Huracán sobre el azúcar, título de la serie de artículos que Jean Paul Sartre escribió luego de su visita a Cuba a mediados de 1960, concluye con la frase “Los cubanos deben triunfar, o lo perderán todo, hasta la esperanza”. En aquella ocasión se refería al triunfo de la revolución cubana sobre sus enemigos. De vivir hoy, el filósofo, que junto a Simone de Beauvoir rompió públicamente con el régimen cubano en 1971, se referiría con esa misma frase al pueblo cubano sin esperanza y arrinconado en el hambre por su enemigo real: la revolución castrista.
Esta semana, el régimen cubano apeló al Programa Mundial de Alimentos de la ONU, solicitando ayuda para proveer de leche a los niños menores de siete años.

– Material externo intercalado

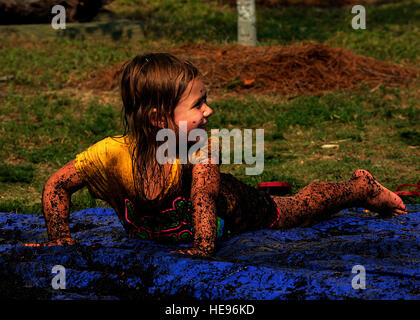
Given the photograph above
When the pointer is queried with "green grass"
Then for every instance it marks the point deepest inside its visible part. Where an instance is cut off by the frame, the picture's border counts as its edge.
(44, 123)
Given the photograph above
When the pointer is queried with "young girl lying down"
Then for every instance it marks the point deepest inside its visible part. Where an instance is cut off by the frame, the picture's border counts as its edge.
(186, 202)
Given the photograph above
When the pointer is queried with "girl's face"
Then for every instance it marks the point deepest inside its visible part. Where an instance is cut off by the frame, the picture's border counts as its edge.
(193, 107)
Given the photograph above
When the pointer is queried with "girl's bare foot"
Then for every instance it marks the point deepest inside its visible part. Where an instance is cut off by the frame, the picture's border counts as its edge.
(378, 198)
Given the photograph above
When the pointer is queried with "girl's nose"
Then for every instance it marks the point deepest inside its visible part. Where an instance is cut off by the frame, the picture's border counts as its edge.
(208, 111)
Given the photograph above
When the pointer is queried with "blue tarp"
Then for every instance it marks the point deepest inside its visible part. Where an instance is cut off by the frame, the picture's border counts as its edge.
(301, 263)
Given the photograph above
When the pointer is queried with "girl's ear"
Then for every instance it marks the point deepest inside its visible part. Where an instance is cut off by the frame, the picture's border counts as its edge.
(157, 123)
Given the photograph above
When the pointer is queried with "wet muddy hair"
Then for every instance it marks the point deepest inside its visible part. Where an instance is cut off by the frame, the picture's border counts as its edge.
(148, 82)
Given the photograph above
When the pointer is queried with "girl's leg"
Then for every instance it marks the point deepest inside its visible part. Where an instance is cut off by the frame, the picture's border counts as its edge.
(320, 200)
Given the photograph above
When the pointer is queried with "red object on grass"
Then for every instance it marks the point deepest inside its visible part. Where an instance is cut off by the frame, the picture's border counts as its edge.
(275, 187)
(415, 193)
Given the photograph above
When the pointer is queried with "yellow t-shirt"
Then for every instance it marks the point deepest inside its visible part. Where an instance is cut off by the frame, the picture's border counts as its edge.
(106, 168)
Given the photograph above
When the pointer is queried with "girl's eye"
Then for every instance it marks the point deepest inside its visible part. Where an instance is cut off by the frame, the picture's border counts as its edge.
(198, 105)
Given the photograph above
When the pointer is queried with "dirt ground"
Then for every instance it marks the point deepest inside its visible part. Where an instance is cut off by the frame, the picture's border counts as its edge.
(300, 69)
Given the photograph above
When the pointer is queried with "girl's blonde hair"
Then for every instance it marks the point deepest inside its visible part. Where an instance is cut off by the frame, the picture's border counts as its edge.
(151, 81)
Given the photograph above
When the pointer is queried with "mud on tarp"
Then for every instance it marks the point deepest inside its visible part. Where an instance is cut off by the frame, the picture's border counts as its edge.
(300, 263)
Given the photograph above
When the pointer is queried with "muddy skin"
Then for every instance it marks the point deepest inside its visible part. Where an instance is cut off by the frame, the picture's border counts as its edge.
(56, 204)
(243, 207)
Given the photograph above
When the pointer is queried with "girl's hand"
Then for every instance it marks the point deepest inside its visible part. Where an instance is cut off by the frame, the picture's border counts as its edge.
(57, 242)
(192, 252)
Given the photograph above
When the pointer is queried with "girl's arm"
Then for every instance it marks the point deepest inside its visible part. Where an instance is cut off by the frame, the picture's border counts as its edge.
(56, 204)
(204, 192)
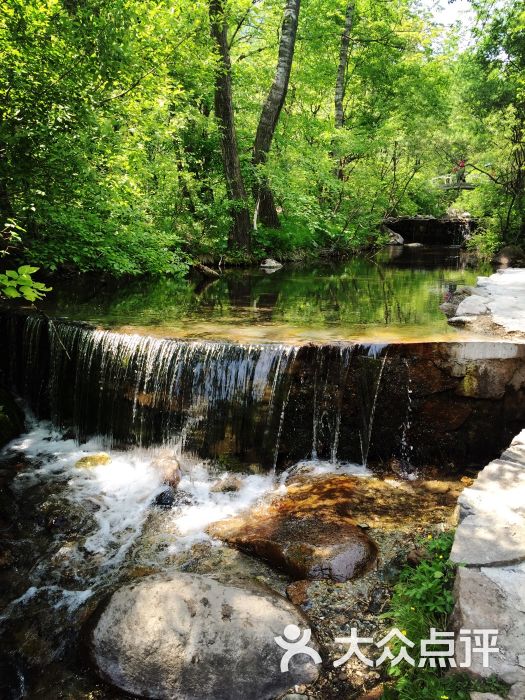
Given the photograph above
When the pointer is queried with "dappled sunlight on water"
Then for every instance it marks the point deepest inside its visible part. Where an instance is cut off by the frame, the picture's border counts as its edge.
(394, 296)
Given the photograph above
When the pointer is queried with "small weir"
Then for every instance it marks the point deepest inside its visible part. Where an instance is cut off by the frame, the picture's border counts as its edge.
(446, 405)
(337, 436)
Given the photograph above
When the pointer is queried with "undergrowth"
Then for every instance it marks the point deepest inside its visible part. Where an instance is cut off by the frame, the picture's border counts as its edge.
(423, 599)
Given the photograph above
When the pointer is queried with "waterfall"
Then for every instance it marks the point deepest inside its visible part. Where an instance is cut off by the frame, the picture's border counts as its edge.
(262, 404)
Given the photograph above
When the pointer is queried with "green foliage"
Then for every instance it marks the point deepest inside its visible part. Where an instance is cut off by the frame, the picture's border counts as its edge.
(16, 284)
(423, 599)
(110, 153)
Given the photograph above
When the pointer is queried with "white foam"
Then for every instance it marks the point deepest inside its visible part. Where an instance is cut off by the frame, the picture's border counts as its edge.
(120, 495)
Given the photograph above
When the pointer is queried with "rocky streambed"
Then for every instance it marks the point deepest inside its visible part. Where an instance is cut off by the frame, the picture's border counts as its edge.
(107, 589)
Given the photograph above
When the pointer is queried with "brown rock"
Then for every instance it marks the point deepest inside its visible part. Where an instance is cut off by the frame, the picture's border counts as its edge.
(170, 468)
(309, 532)
(297, 592)
(437, 486)
(374, 693)
(6, 558)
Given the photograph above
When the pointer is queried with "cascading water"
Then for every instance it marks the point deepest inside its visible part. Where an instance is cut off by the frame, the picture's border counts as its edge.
(249, 403)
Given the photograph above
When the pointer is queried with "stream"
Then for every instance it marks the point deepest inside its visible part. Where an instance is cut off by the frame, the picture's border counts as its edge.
(219, 382)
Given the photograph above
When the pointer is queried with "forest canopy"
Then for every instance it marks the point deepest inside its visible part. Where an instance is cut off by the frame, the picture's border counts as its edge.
(141, 136)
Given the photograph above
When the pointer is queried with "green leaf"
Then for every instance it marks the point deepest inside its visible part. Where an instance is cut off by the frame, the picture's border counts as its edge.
(11, 292)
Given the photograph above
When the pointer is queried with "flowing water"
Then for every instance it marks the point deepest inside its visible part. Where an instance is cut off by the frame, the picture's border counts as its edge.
(71, 534)
(393, 296)
(254, 412)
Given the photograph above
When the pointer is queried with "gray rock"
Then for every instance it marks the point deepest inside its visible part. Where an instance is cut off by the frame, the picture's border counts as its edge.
(473, 305)
(517, 692)
(492, 512)
(460, 320)
(193, 638)
(493, 598)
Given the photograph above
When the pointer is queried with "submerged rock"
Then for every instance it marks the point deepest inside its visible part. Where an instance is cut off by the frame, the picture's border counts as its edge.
(229, 484)
(199, 640)
(166, 499)
(170, 468)
(271, 263)
(95, 460)
(510, 256)
(308, 533)
(473, 305)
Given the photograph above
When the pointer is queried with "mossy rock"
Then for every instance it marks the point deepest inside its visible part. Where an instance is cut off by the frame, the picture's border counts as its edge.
(95, 460)
(11, 418)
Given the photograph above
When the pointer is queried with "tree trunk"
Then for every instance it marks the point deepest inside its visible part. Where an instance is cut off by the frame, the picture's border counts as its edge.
(265, 205)
(240, 233)
(340, 82)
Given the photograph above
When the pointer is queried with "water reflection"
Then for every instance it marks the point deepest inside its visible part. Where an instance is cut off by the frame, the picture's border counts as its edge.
(393, 295)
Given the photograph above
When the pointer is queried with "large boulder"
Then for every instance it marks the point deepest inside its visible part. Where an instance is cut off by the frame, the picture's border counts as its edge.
(310, 533)
(474, 305)
(191, 637)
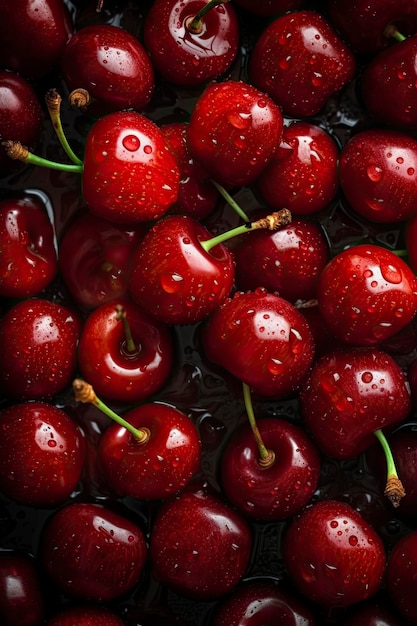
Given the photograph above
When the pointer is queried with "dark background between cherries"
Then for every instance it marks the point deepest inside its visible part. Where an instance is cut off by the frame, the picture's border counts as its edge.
(213, 402)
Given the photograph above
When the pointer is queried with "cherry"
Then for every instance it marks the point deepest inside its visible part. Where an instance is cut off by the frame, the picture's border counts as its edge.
(111, 65)
(191, 42)
(28, 258)
(199, 546)
(38, 343)
(367, 294)
(151, 453)
(303, 173)
(300, 62)
(333, 555)
(234, 131)
(262, 340)
(42, 454)
(80, 544)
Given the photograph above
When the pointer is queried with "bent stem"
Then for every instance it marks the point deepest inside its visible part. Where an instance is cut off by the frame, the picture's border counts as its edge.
(266, 457)
(85, 393)
(394, 489)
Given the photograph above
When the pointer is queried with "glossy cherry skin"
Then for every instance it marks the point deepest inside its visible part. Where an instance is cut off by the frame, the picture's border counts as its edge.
(351, 393)
(81, 545)
(28, 258)
(173, 278)
(333, 555)
(185, 57)
(20, 116)
(44, 27)
(112, 65)
(234, 131)
(262, 340)
(38, 343)
(258, 603)
(367, 294)
(199, 546)
(279, 490)
(303, 174)
(287, 261)
(21, 597)
(378, 174)
(94, 258)
(129, 173)
(387, 85)
(401, 575)
(157, 467)
(300, 61)
(42, 454)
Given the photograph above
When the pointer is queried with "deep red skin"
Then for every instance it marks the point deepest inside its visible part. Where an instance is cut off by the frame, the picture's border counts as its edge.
(276, 492)
(288, 261)
(199, 546)
(300, 61)
(94, 259)
(28, 258)
(258, 603)
(38, 342)
(80, 545)
(42, 453)
(186, 58)
(333, 555)
(112, 65)
(114, 372)
(128, 185)
(348, 395)
(262, 340)
(388, 83)
(157, 467)
(21, 599)
(378, 174)
(20, 116)
(361, 23)
(44, 27)
(234, 131)
(197, 195)
(401, 576)
(303, 174)
(367, 294)
(173, 278)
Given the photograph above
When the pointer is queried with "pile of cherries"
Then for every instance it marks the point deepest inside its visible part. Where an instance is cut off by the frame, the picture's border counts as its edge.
(208, 323)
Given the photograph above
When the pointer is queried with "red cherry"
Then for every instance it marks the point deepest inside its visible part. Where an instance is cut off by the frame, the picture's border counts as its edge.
(38, 342)
(300, 61)
(199, 546)
(41, 454)
(367, 294)
(112, 65)
(334, 557)
(234, 131)
(187, 52)
(80, 545)
(28, 258)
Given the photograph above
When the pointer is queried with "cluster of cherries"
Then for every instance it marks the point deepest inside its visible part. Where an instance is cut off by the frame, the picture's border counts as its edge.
(208, 337)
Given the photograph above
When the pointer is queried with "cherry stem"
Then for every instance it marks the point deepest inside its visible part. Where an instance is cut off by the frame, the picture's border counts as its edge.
(53, 102)
(85, 393)
(129, 341)
(230, 201)
(194, 25)
(266, 457)
(16, 151)
(270, 222)
(394, 489)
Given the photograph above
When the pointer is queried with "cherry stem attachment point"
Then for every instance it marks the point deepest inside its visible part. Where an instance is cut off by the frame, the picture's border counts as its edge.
(85, 393)
(266, 457)
(394, 489)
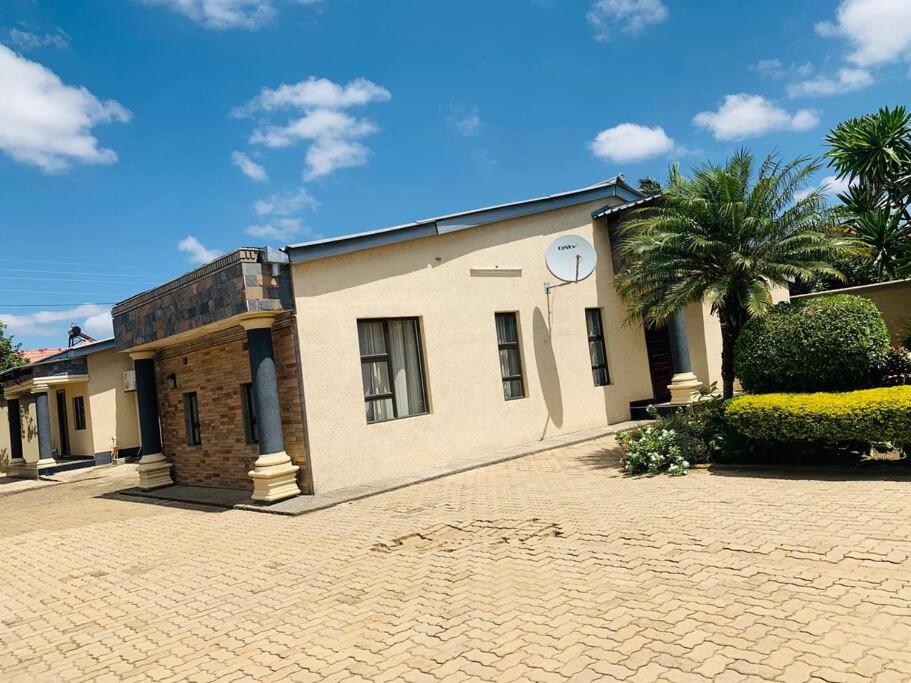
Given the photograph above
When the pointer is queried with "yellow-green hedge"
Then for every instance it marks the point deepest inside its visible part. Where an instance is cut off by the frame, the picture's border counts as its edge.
(870, 415)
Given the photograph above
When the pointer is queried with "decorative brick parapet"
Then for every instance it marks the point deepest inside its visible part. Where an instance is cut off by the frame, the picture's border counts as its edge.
(215, 367)
(240, 282)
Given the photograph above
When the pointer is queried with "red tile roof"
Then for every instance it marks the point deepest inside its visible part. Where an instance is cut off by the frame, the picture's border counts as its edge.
(34, 355)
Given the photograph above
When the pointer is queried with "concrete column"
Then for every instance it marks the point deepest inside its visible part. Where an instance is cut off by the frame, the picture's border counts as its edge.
(684, 384)
(274, 477)
(43, 415)
(154, 468)
(15, 429)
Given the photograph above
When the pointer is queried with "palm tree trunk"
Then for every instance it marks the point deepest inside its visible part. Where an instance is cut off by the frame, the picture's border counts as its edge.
(730, 329)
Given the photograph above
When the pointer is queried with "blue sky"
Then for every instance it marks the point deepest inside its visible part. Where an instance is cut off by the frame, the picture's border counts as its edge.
(140, 137)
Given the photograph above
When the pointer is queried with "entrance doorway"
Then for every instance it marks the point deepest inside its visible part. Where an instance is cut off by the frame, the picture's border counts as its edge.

Asimismo, las autoridades reconocieron que el país no tendrá harina para garantizar el pan de la cesta básica al menos hasta fin de mes.
El salario mínimo en la isla no redondea los siete dólares, la pensión no llega a cinco y el sueldo promedio mensual es de catorce dólares. El mismo país que, en 1958, antes de la revolución socialista, promediaba un estándar de vida similar al de Argentina y Uruguay, entre los más altos de Latinoamérica, y un ingreso per cápita superior al de España.
Pero cayó en manos de una revolución parasitaria, que expropió y destruyó la capacidad productiva privada, incluida la mayor industria azucarera del mundo; que retrotrajo al país al feudalismo, convirtiendo a los cubanos en siervos de la gleba del señorío revolucionario, sin derecho a la tierra ni tampoco a salir de la misma, y que sobrevivió económicamente, amamantada por los rublos soviéticos durante tres décadas, y luego socorrida por los petrodólares venezolanos.
No obstante, Cuba sirve de modelo a otra revolución que, con el petróleo, hizo lo mismo que Castro con el azúcar y es promesa de una pobreza tan longeva como la cubana.